We need to reiterate that creating a hack does not make you a bad person. Everyone who successfully builds systems creates hacks at some point. The problem is the mindset of hacking, because, to repeat an earlier observation, that mindset generates processes and habits antithetical to understanding patterns in data or behavior. There are also mindsets that accept hacks here and there, while still keeping the eyes on the prize of pattern recognition. The standard approach is to allow a project to accrue hacks but to "keep them on the books". That's what we do by documenting our hacks. The overall method is called "technical debt", and the idea is to manage hacks like we would credit card debt. Steve McConnell has probably written most on this subject4. If you account for your hacks, you can estimate the cost of eliminating them, and this gives a better index of the real value of your project. The project's balance sheet has two sides: assets on one side and liabilities on the other. Sometimes you put actual dollar signs on the technical debt. We've done this when we've served as expert witnesses reviewing software in legal disputes. It's reasonable to incur technical debt (usually short term technical debt) when it increases the net value of the project. But too many hacks will put the net value in the red no matter what functionality it brings.

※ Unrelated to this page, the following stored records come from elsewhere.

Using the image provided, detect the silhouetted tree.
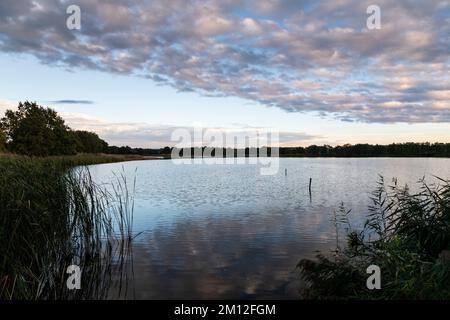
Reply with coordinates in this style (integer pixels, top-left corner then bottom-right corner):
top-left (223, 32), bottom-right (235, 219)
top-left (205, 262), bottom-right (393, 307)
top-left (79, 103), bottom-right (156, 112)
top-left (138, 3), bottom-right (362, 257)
top-left (73, 130), bottom-right (108, 153)
top-left (0, 101), bottom-right (77, 156)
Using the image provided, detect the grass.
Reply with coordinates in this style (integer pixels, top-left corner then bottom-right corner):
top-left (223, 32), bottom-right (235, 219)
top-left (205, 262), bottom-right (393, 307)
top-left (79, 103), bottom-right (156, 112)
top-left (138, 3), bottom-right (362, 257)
top-left (298, 178), bottom-right (450, 299)
top-left (0, 155), bottom-right (133, 299)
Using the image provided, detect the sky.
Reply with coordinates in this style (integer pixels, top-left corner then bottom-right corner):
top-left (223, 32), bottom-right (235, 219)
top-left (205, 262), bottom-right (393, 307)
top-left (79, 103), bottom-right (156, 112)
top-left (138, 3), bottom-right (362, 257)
top-left (0, 0), bottom-right (450, 147)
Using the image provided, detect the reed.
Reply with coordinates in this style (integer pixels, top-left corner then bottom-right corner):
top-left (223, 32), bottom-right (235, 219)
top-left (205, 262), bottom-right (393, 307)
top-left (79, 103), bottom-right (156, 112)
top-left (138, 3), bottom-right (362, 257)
top-left (298, 178), bottom-right (450, 299)
top-left (0, 157), bottom-right (133, 299)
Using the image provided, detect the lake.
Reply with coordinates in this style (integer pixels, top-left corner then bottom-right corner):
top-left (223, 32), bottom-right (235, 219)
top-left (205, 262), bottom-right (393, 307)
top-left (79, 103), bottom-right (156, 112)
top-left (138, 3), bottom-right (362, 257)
top-left (89, 158), bottom-right (450, 299)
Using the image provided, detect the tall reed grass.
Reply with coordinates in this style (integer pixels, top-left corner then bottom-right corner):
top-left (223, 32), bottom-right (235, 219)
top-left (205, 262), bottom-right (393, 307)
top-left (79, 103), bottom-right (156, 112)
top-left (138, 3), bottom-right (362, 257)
top-left (298, 178), bottom-right (450, 299)
top-left (0, 157), bottom-right (133, 299)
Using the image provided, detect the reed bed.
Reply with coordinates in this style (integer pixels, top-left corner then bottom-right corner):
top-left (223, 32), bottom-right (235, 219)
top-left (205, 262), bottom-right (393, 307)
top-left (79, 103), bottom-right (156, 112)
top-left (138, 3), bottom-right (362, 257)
top-left (0, 157), bottom-right (133, 299)
top-left (298, 177), bottom-right (450, 300)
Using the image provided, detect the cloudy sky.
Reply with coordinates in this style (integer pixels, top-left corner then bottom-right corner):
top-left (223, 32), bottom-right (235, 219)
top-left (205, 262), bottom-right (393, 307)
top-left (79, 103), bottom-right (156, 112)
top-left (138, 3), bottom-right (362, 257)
top-left (0, 0), bottom-right (450, 146)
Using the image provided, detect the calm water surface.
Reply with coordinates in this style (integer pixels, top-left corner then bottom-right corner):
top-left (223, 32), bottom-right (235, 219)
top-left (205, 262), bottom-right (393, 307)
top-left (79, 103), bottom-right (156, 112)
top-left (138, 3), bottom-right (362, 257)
top-left (90, 158), bottom-right (450, 299)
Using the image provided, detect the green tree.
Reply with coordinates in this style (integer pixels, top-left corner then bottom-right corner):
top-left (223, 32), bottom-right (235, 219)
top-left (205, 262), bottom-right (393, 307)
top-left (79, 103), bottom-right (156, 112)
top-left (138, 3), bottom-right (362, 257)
top-left (73, 130), bottom-right (108, 153)
top-left (0, 101), bottom-right (76, 156)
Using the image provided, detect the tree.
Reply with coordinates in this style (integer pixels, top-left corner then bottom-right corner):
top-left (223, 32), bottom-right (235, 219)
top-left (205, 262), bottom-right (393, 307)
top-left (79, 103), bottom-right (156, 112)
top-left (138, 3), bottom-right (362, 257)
top-left (73, 130), bottom-right (108, 153)
top-left (0, 101), bottom-right (76, 156)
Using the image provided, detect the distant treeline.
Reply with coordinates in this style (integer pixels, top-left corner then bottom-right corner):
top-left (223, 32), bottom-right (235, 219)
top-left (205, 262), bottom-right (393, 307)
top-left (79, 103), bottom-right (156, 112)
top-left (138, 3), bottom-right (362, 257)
top-left (0, 101), bottom-right (450, 158)
top-left (108, 142), bottom-right (450, 158)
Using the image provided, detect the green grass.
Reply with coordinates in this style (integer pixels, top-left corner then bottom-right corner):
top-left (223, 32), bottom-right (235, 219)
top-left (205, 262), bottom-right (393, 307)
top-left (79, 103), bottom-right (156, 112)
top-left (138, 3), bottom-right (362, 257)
top-left (298, 179), bottom-right (450, 299)
top-left (0, 155), bottom-right (133, 299)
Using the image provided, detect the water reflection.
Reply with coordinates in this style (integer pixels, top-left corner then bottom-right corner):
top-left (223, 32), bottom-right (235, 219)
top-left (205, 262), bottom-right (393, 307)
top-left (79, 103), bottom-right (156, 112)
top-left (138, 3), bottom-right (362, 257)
top-left (86, 158), bottom-right (450, 299)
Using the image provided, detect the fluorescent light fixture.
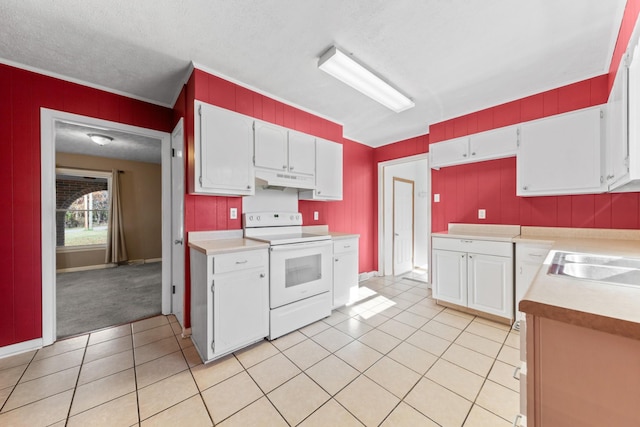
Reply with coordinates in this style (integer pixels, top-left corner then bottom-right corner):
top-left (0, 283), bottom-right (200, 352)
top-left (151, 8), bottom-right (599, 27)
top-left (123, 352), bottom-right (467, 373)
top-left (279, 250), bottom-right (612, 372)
top-left (318, 46), bottom-right (416, 113)
top-left (87, 133), bottom-right (113, 145)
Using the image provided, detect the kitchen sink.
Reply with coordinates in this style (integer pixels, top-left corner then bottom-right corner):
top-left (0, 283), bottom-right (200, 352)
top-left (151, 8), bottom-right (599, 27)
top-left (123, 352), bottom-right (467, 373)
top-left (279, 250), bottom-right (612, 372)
top-left (547, 252), bottom-right (640, 287)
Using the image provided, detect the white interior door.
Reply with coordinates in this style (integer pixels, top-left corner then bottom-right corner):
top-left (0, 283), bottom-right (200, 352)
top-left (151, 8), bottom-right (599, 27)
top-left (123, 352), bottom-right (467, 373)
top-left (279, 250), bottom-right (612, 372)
top-left (171, 119), bottom-right (185, 326)
top-left (393, 177), bottom-right (415, 276)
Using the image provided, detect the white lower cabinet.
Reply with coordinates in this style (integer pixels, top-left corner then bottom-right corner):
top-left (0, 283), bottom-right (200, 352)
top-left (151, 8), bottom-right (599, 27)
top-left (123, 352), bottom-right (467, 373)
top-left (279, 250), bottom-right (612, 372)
top-left (432, 237), bottom-right (513, 319)
top-left (191, 249), bottom-right (269, 362)
top-left (332, 237), bottom-right (358, 308)
top-left (515, 242), bottom-right (551, 322)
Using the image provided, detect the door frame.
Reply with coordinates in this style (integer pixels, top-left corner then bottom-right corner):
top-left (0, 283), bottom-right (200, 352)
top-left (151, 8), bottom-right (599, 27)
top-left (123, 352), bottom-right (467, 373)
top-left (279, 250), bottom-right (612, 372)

When a hack is removed, the debt associated with it is retired. If you don't eliminate the hacks, you have to pay interest on their technical debt in terms of maintenance and opportunity costs. A number of different kinds of technical debt have been identified: long term and short term, intentional and unintentional, etc. McConnell's taxonomy is:

  1. Debt incurred unintentionally due to low quality work
  2. Debt incurred intentionally
    1. Short-term debt, usually incurred reactively, for tactical reasons
      1. Individually identifiable shortcuts (like a car loan)
      2. Numerous tiny shortcuts (like credit card debt)
    2. Long-term debt, usually incurred proactively, for strategic reasons

This gets a bit too complicated for most of our projects, but it's useful in big software jobs. And there's a third major kind of technical debt that is probably even more important. That's the technical debt you don't know you have. We call it "dark debt". If you manage your technical debt ruthlessly, with experience you can make a reasonable estimate of how much dark debt it's carrying. You can't put your finger on it, but you know it's there. 

1  There are people in the cyber security field who call themselves "white hats". Their job is to "hack" your cyber security and report the vulnerabilities they discover. Vulnerabilities are patterns. The white hat's job is identify those patterns before the black hat does. So there is real honor in being a white hat hacker. 
2  Devlin's Angle, "Patterns? What Patterns?", January 1, 2012.
3 AntiPatterns: Refactoring Software, Architectures, and Projects in Crisis, William Brown, Raphael Malveau, Skip McCormick, Tom Mowbray, John Wiley & Sons, 1998.
4 See, for example, Steve McConnell's blog post Technical Debt.